Smart Choices look an awful lot like multinational corporations

September 5, 2009
by Steph Lawrence

Smart Choices?I often come across food policy related articles, and sometimes am organized enough to post about them. This one just confused me off the bat so I thought I’d share it with you all. Yesterday’s New York Times had an article aptly and ironically titled, For Your Health, Froot Loops, which outlines a new program called “Smart Choices”, a food-labeling campaign “designed to help shoppers easily identify smarter food and beverage choices”.

Despite my love of good food and my commitment to sustainable agriculture practices, I confess to have been raised on Count Chocula and Instant Breakfast, two entirely un-wholesome products that in my mind were the most delicious things any breakfast pantry could offer. I am not opposed to processed foods on principal, and I realize that children’s rallying cries in the aisles of the supermarket can be a powerful force. I simply oppose adding healthy check marks to those foods to make it even easier for children and their parents to justify eating them.

While I understand the principal of making healthy food shopping easier for busy, working parents, Smart Choices seems to completely defeat the purpose. Instead of making it easier to choose healthy, whole grain and unprocessed foods, they instead cater to companies with enough money to buy in to the program, slapping healthy check marks on such companies’ products and increasing sales in the very companies whose products are the most processed. A quick product search on the Smart Choices wesbite tells me that if I’m looking for a healthy choice in the “seed, nut and nut butter” category, Peter Pan and Skippy offer the best options. For cereal you can try Cocoa Krispies and Lucky Charms. I went through every item recommended on the Smart Choices site and found they were all products of only sixteen companies, including Kraft, General Mills, Unilever and Conagra. The NYTimes article reports that companies must pay Smart Choices to bear its label — up to $100,000 a year based on amount of sales. It’s no wonder our “healthiest” food choices seem to come from the wealthiest companies on the market.

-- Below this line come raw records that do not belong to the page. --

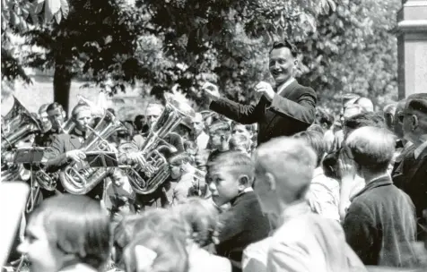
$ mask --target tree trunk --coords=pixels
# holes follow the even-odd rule
[[[71,66],[66,65],[66,62],[58,62],[55,65],[54,73],[54,100],[62,105],[65,113],[68,114],[70,102]]]

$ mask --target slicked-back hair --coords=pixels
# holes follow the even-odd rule
[[[227,122],[217,120],[209,126],[209,133],[231,134],[231,128]]]
[[[315,151],[305,140],[292,137],[274,138],[261,144],[253,159],[257,176],[266,173],[274,175],[276,190],[280,190],[287,201],[301,200],[305,197],[317,162]]]
[[[365,126],[350,133],[345,145],[359,166],[379,174],[393,159],[396,137],[384,128]]]
[[[86,104],[78,104],[77,106],[75,106],[74,108],[73,108],[73,111],[71,112],[71,116],[72,118],[76,118],[77,117],[77,115],[81,112],[81,111],[83,111],[83,110],[89,110],[92,112],[92,109],[91,107],[86,105]]]
[[[50,244],[100,270],[109,258],[109,217],[99,201],[63,194],[49,198],[31,214],[40,219]]]
[[[229,171],[236,179],[240,175],[247,175],[249,185],[252,185],[255,177],[255,168],[252,159],[240,151],[212,152],[207,161],[207,172],[212,169]]]
[[[271,49],[270,49],[270,52],[269,54],[271,54],[271,52],[274,50],[274,49],[278,49],[278,48],[288,48],[290,51],[291,51],[291,54],[292,55],[293,57],[297,57],[298,55],[298,50],[297,50],[297,47],[291,44],[288,40],[283,40],[283,41],[276,41],[273,44]]]
[[[293,138],[305,140],[316,151],[318,156],[317,166],[318,167],[327,152],[323,134],[317,131],[306,131],[296,133]]]
[[[356,130],[363,126],[374,126],[386,128],[384,116],[379,113],[366,112],[355,115],[344,123],[344,126],[351,130]]]

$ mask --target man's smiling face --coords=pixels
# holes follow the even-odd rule
[[[270,52],[269,69],[277,86],[292,76],[297,61],[288,47],[275,48]]]

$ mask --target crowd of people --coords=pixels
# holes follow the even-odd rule
[[[287,44],[273,47],[282,87],[258,84],[255,106],[204,86],[211,110],[161,139],[168,175],[150,193],[135,191],[121,167],[85,196],[60,182],[40,189],[17,247],[30,270],[425,271],[427,94],[380,110],[349,95],[335,116],[292,77],[294,56]],[[150,104],[105,140],[120,165],[146,161],[140,150],[163,112]],[[48,147],[46,169],[85,159],[80,147],[100,122],[92,114],[77,105],[65,132],[61,106],[41,109],[50,124],[33,144]]]

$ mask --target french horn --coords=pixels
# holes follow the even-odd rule
[[[116,152],[116,149],[109,145],[107,139],[116,132],[127,129],[110,112],[105,111],[104,116],[95,128],[88,127],[88,130],[90,135],[80,149],[83,152]],[[66,191],[72,194],[86,194],[113,171],[113,167],[94,168],[84,164],[72,163],[59,172],[59,180]]]
[[[170,175],[170,168],[165,154],[174,153],[176,148],[165,141],[170,133],[186,117],[192,117],[195,112],[186,103],[166,99],[166,106],[157,122],[150,130],[143,147],[138,149],[135,145],[126,143],[119,149],[127,152],[140,152],[136,164],[125,168],[129,183],[138,194],[147,195],[154,192]]]

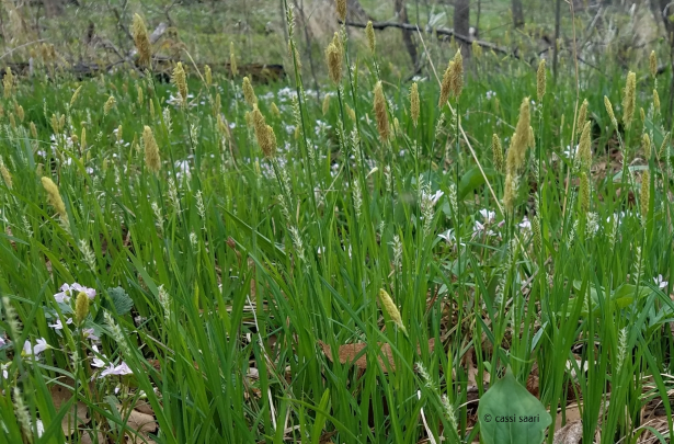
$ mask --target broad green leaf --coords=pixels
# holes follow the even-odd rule
[[[481,437],[487,444],[540,444],[550,413],[507,369],[482,398],[478,408]]]
[[[103,298],[101,309],[99,310],[94,320],[95,323],[103,322],[103,309],[110,310],[114,307],[117,316],[124,316],[129,312],[132,310],[132,307],[134,306],[134,300],[126,294],[126,292],[122,287],[107,288],[107,295],[110,296],[110,298]]]
[[[482,170],[488,180],[491,181],[494,178],[495,171],[493,169],[483,168]],[[464,174],[459,181],[458,198],[466,198],[468,193],[472,193],[478,186],[483,185],[484,175],[482,175],[478,167],[472,167],[470,170],[466,171],[466,174]]]
[[[651,288],[641,286],[639,288],[639,293],[637,294],[637,286],[631,284],[622,284],[618,288],[616,288],[610,298],[614,304],[618,306],[618,308],[625,308],[635,301],[635,298],[641,299],[650,295],[652,292]]]

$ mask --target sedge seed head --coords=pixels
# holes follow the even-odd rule
[[[419,123],[420,106],[419,86],[414,82],[410,88],[410,115],[414,127],[416,127]]]
[[[585,127],[585,119],[587,119],[587,99],[583,100],[581,109],[578,111],[578,123],[575,124],[575,132],[580,133]]]
[[[494,168],[496,171],[503,172],[503,147],[501,146],[501,138],[496,134],[491,136],[491,153]]]
[[[377,130],[379,132],[379,138],[381,141],[387,141],[390,137],[390,129],[388,124],[388,113],[386,112],[386,98],[384,96],[384,90],[381,88],[381,81],[375,84],[375,117],[377,119]]]
[[[87,127],[82,126],[82,133],[80,135],[80,150],[84,151],[87,149]]]
[[[271,125],[266,126],[266,144],[262,147],[262,152],[267,159],[274,158],[276,156],[276,134],[274,133],[274,128]]]
[[[622,123],[626,127],[630,127],[635,116],[637,106],[637,75],[629,71],[627,82],[625,84],[625,96],[622,98]]]
[[[148,29],[145,26],[145,22],[138,14],[134,14],[132,22],[132,34],[136,49],[138,49],[138,65],[148,66],[152,52],[150,49],[150,37],[148,36]]]
[[[643,133],[641,137],[641,144],[643,145],[643,156],[648,159],[651,158],[651,138],[647,133]]]
[[[538,102],[542,101],[546,95],[546,59],[541,58],[538,62],[538,71],[536,72],[536,96]]]
[[[61,220],[66,223],[68,220],[68,213],[66,212],[66,204],[58,192],[56,183],[47,177],[42,178],[42,186],[47,192],[47,202],[54,207]]]
[[[356,121],[356,112],[353,111],[353,107],[349,106],[349,103],[344,103],[344,109],[346,110],[346,115],[349,116],[349,118],[351,118],[352,121]]]
[[[235,54],[235,44],[229,42],[229,70],[232,77],[237,77],[239,69],[237,68],[237,56]]]
[[[87,296],[87,293],[80,292],[75,299],[75,320],[78,326],[82,323],[87,315],[89,315],[89,296]]]
[[[0,157],[0,175],[2,175],[2,180],[9,190],[12,189],[12,174],[10,174],[9,170],[4,166],[4,161]]]
[[[662,144],[660,145],[660,149],[658,150],[658,158],[662,159],[666,151],[667,151],[667,146],[670,145],[670,137],[672,136],[672,133],[667,133],[664,135],[664,138],[662,139]],[[669,160],[667,160],[669,161]]]
[[[507,214],[513,214],[515,209],[515,178],[509,172],[505,173],[505,190],[503,191],[503,207]]]
[[[482,57],[482,46],[480,46],[480,44],[478,43],[478,41],[472,41],[471,44],[471,53],[475,56],[475,58],[480,58]]]
[[[658,57],[654,50],[651,50],[651,55],[649,56],[649,70],[654,79],[655,76],[658,76]]]
[[[204,80],[206,80],[206,87],[210,88],[213,84],[213,72],[210,71],[210,67],[208,65],[204,67]]]
[[[80,95],[80,91],[82,90],[82,86],[80,84],[77,90],[75,90],[75,92],[72,93],[72,96],[70,98],[70,107],[72,107],[72,105],[75,104],[75,101],[77,100],[77,98]]]
[[[145,145],[145,164],[148,170],[157,174],[161,168],[159,146],[157,146],[157,140],[152,134],[152,128],[147,125],[142,128],[142,144]]]
[[[384,310],[388,314],[389,318],[391,318],[391,321],[396,326],[398,326],[398,328],[402,330],[403,333],[407,334],[407,330],[404,328],[404,325],[402,323],[402,317],[400,316],[400,311],[398,310],[396,303],[393,303],[393,299],[391,299],[391,296],[389,296],[389,294],[384,288],[379,289],[379,301],[381,303],[381,306],[384,307]]]
[[[181,99],[181,106],[185,107],[187,105],[187,76],[185,75],[185,68],[183,67],[182,61],[179,61],[175,65],[175,68],[173,68],[171,81],[175,88],[178,88],[178,93]]]
[[[365,35],[367,36],[367,46],[369,47],[370,53],[375,54],[377,39],[375,38],[375,29],[373,27],[372,20],[368,21],[367,26],[365,26]]]
[[[524,98],[519,105],[519,118],[517,119],[517,126],[515,127],[515,134],[511,139],[511,146],[507,150],[507,159],[505,168],[507,172],[514,178],[517,171],[524,166],[526,159],[526,149],[529,146],[529,98]]]
[[[452,72],[454,72],[454,60],[449,60],[449,65],[447,65],[447,69],[445,69],[445,73],[443,75],[443,82],[439,87],[439,100],[437,101],[437,106],[442,109],[447,103],[449,99],[449,92],[452,92]]]
[[[336,13],[342,23],[346,22],[346,0],[336,0]]]
[[[255,91],[253,90],[253,86],[251,84],[248,76],[243,78],[241,88],[243,89],[243,98],[245,99],[245,102],[251,106],[258,104],[258,96],[255,95]]]
[[[325,96],[323,98],[323,106],[322,106],[323,115],[327,115],[329,111],[330,111],[330,94],[325,94]]]
[[[328,73],[330,75],[330,80],[332,80],[334,84],[340,84],[342,82],[342,44],[338,33],[334,33],[332,42],[328,45],[328,48],[325,48]]]
[[[589,170],[592,166],[592,138],[590,129],[590,122],[585,122],[578,147],[578,156],[581,160],[581,167],[585,170]]]
[[[110,111],[115,106],[116,103],[117,101],[115,100],[113,95],[107,98],[107,101],[105,101],[105,104],[103,105],[103,115],[110,114]]]
[[[461,56],[461,49],[459,48],[454,56],[454,69],[450,72],[450,86],[452,94],[455,98],[461,95],[464,89],[464,57]]]
[[[7,67],[4,77],[2,78],[2,87],[4,89],[4,99],[11,98],[14,90],[14,75],[12,73],[12,68],[9,66]]]
[[[258,140],[258,146],[262,149],[264,156],[267,156],[270,150],[271,141],[269,140],[270,132],[267,129],[267,124],[264,119],[264,115],[258,107],[258,105],[253,105],[253,112],[251,113],[251,121],[253,124],[253,129],[255,132],[255,139]],[[273,153],[273,150],[270,152]]]
[[[138,94],[138,105],[142,106],[142,88],[139,84],[136,86],[136,92]]]
[[[581,172],[580,178],[580,204],[582,214],[587,214],[590,210],[590,179],[585,171]]]
[[[640,192],[640,205],[641,205],[641,224],[646,227],[649,214],[649,201],[651,198],[651,174],[648,170],[643,171],[641,175],[641,192]]]
[[[613,112],[613,105],[610,104],[610,100],[604,95],[604,106],[606,106],[606,113],[608,114],[608,118],[610,118],[610,123],[614,127],[618,127],[618,121],[616,119],[616,115]]]

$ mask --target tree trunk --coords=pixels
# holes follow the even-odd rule
[[[515,27],[524,26],[524,10],[522,9],[522,0],[512,0],[513,25]]]
[[[410,23],[408,21],[408,9],[405,8],[403,0],[395,0],[393,8],[396,10],[396,15],[398,15],[398,22]],[[412,31],[402,30],[402,42],[410,54],[412,65],[414,65],[414,71],[416,71],[416,69],[419,69],[419,56],[416,54],[416,46],[412,39]]]
[[[670,82],[670,96],[667,103],[667,126],[672,125],[672,113],[674,112],[674,4],[670,0],[654,0],[652,8],[658,8],[658,15],[662,19],[667,38],[670,41],[670,65],[672,67],[672,80]]]
[[[468,37],[470,34],[470,0],[455,0],[454,2],[454,32]],[[470,45],[457,41],[464,57],[470,56]]]
[[[64,13],[64,0],[42,0],[42,3],[45,5],[45,12],[48,18]]]

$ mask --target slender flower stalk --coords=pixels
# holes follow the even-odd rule
[[[338,33],[334,33],[332,42],[330,42],[328,48],[325,48],[328,73],[330,75],[330,80],[332,80],[334,84],[340,84],[342,82],[342,44]]]
[[[419,114],[420,114],[420,100],[419,100],[419,86],[416,82],[412,83],[410,88],[410,116],[412,117],[412,123],[414,127],[419,125]]]
[[[501,146],[501,138],[496,134],[491,136],[491,153],[496,171],[504,172],[503,147]]]
[[[637,75],[629,71],[625,86],[625,96],[622,98],[622,123],[627,128],[632,124],[637,104]]]
[[[134,43],[136,44],[136,49],[138,50],[138,65],[148,66],[152,55],[150,49],[150,37],[148,36],[148,29],[145,26],[145,22],[138,14],[134,14],[132,34]]]
[[[402,330],[403,333],[407,334],[408,331],[402,323],[402,317],[400,316],[400,311],[398,310],[396,303],[393,303],[393,299],[391,299],[389,294],[384,288],[379,289],[379,301],[381,303],[381,306],[384,307],[384,310],[388,314],[389,318],[391,318],[391,321],[396,326],[398,326],[398,328]]]
[[[507,150],[507,158],[505,161],[505,170],[513,178],[524,166],[526,149],[532,143],[529,135],[529,98],[524,98],[522,105],[519,105],[519,118],[517,119],[515,134],[511,139],[511,147]]]
[[[243,98],[245,99],[245,102],[250,105],[250,106],[254,106],[258,104],[258,96],[255,95],[255,91],[253,90],[253,86],[250,82],[250,79],[248,77],[243,78],[243,82],[242,82],[242,87],[243,89]]]
[[[60,193],[58,192],[58,186],[56,183],[47,177],[42,178],[42,186],[44,186],[47,192],[47,202],[49,205],[56,209],[56,213],[60,217],[64,224],[68,225],[68,213],[66,212],[66,204],[64,204],[64,200],[61,198]]]
[[[229,42],[229,70],[232,77],[237,77],[239,75],[237,56],[235,54],[235,44],[232,42]]]
[[[390,128],[388,124],[388,113],[386,112],[386,98],[384,96],[384,90],[381,88],[381,81],[375,84],[375,117],[377,119],[377,130],[379,132],[379,139],[386,143],[390,137]]]
[[[161,159],[159,158],[159,146],[152,134],[152,128],[145,126],[142,129],[142,144],[145,146],[145,164],[148,170],[157,174],[161,169]]]
[[[178,88],[178,93],[180,94],[181,106],[184,109],[187,105],[187,77],[185,75],[185,69],[183,68],[183,64],[179,61],[173,68],[173,75],[171,77],[171,82]]]
[[[367,36],[367,46],[369,47],[369,52],[375,54],[375,49],[377,47],[377,39],[375,37],[375,29],[373,27],[372,20],[367,22],[367,26],[365,26],[365,35]]]
[[[536,98],[538,102],[542,101],[544,95],[546,95],[546,59],[541,58],[536,72]]]
[[[643,171],[643,174],[641,175],[641,192],[639,197],[641,207],[641,225],[646,228],[651,198],[651,174],[648,170]]]

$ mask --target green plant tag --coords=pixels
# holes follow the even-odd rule
[[[540,444],[552,422],[542,403],[517,383],[510,367],[480,399],[478,417],[487,444]]]

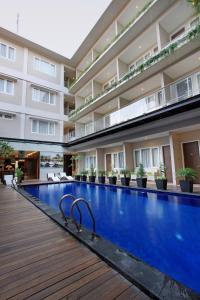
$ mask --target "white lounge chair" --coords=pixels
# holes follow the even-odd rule
[[[60,172],[58,177],[60,180],[74,180],[72,176],[68,176],[65,172]]]
[[[48,181],[60,181],[60,178],[55,176],[54,173],[47,173],[47,179]]]

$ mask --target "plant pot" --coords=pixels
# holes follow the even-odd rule
[[[155,179],[155,182],[158,190],[167,189],[167,179]]]
[[[87,176],[86,175],[81,175],[81,181],[87,181]]]
[[[117,183],[117,177],[116,176],[108,177],[108,180],[109,180],[109,184],[116,184]]]
[[[147,178],[136,178],[137,186],[146,188],[147,187]]]
[[[99,181],[99,183],[101,183],[101,184],[104,184],[105,183],[105,176],[99,176],[98,177],[98,181]]]
[[[95,182],[96,176],[89,176],[89,182]]]
[[[130,185],[130,177],[121,177],[121,184],[124,186],[129,186]]]
[[[193,181],[192,180],[180,180],[181,191],[185,193],[193,193]]]

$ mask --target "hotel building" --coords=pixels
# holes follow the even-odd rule
[[[30,170],[37,156],[35,178],[52,152],[67,172],[77,153],[78,172],[142,163],[153,180],[164,163],[169,182],[185,166],[200,183],[199,94],[200,17],[186,0],[112,1],[70,60],[0,30],[0,137]]]

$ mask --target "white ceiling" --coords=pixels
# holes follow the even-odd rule
[[[104,32],[101,38],[94,45],[94,49],[98,52],[101,52],[105,46],[107,46],[111,40],[115,37],[115,23],[112,23],[111,26]]]
[[[154,24],[141,34],[133,43],[131,43],[130,46],[122,52],[119,58],[129,65],[131,62],[145,54],[145,52],[149,49],[153,48],[156,44],[156,25]]]
[[[111,79],[117,74],[116,60],[113,60],[109,63],[101,72],[94,78],[101,84],[104,84],[106,81]]]
[[[151,91],[155,91],[160,88],[161,84],[161,77],[160,74],[149,78],[148,80],[144,81],[143,83],[137,85],[136,87],[128,90],[124,94],[121,95],[122,98],[127,100],[134,100],[143,97],[144,95],[150,93]]]
[[[120,24],[123,26],[126,26],[135,16],[138,14],[139,11],[142,10],[145,3],[147,3],[148,0],[131,0],[130,4],[125,8],[125,10],[122,11],[122,13],[119,15],[117,20]]]
[[[197,68],[200,68],[200,51],[169,67],[165,70],[165,73],[176,80],[184,76],[184,74],[192,73],[192,71]]]

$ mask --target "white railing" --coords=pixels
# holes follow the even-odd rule
[[[153,94],[134,101],[130,105],[106,115],[95,122],[79,124],[76,134],[68,139],[68,141],[135,119],[198,94],[200,94],[200,71],[167,85]]]

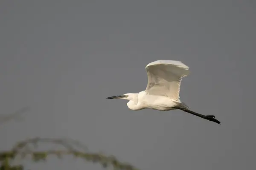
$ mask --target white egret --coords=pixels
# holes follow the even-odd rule
[[[148,75],[146,90],[138,93],[128,93],[107,97],[107,99],[122,99],[129,100],[130,109],[138,110],[145,108],[166,111],[180,109],[185,112],[214,122],[221,122],[214,115],[204,115],[190,110],[180,99],[181,79],[189,74],[189,67],[181,62],[157,60],[148,64],[145,68]]]

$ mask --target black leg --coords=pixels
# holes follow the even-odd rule
[[[214,115],[202,115],[201,114],[198,113],[196,113],[196,112],[194,112],[193,111],[191,111],[188,109],[186,108],[182,108],[182,107],[180,107],[176,106],[176,107],[175,107],[174,108],[175,108],[175,109],[177,109],[181,110],[182,110],[184,111],[184,112],[186,112],[189,113],[190,114],[192,114],[194,115],[197,116],[198,116],[198,117],[200,117],[201,118],[202,118],[203,119],[207,119],[210,121],[214,122],[217,123],[220,125],[221,124],[221,122],[218,120],[214,119],[214,118],[215,117],[215,116]]]

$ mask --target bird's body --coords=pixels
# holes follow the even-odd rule
[[[173,107],[182,105],[182,103],[165,96],[151,95],[145,91],[137,94],[126,94],[135,97],[134,98],[135,99],[132,99],[127,103],[128,108],[134,110],[149,108],[166,111],[176,109]]]
[[[167,111],[180,109],[202,118],[220,124],[213,115],[203,115],[189,110],[180,99],[181,79],[189,74],[189,67],[178,61],[157,60],[145,68],[148,75],[146,90],[138,93],[128,93],[107,99],[128,100],[127,106],[131,110],[145,108]]]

Marion Nestle, the noted food politician at NYU, has recently blogged about the Smart Choices program, and then re-blogged on the same topic after criticism from a Senior Vice President at Kellogg. Although NYTimes reporter William Neuman manages to find nutritionists who support the Smart Choices program, Nestle (in my mind one of the most reputable and sought after nutritionists in the field) writes, “I am not one of them”.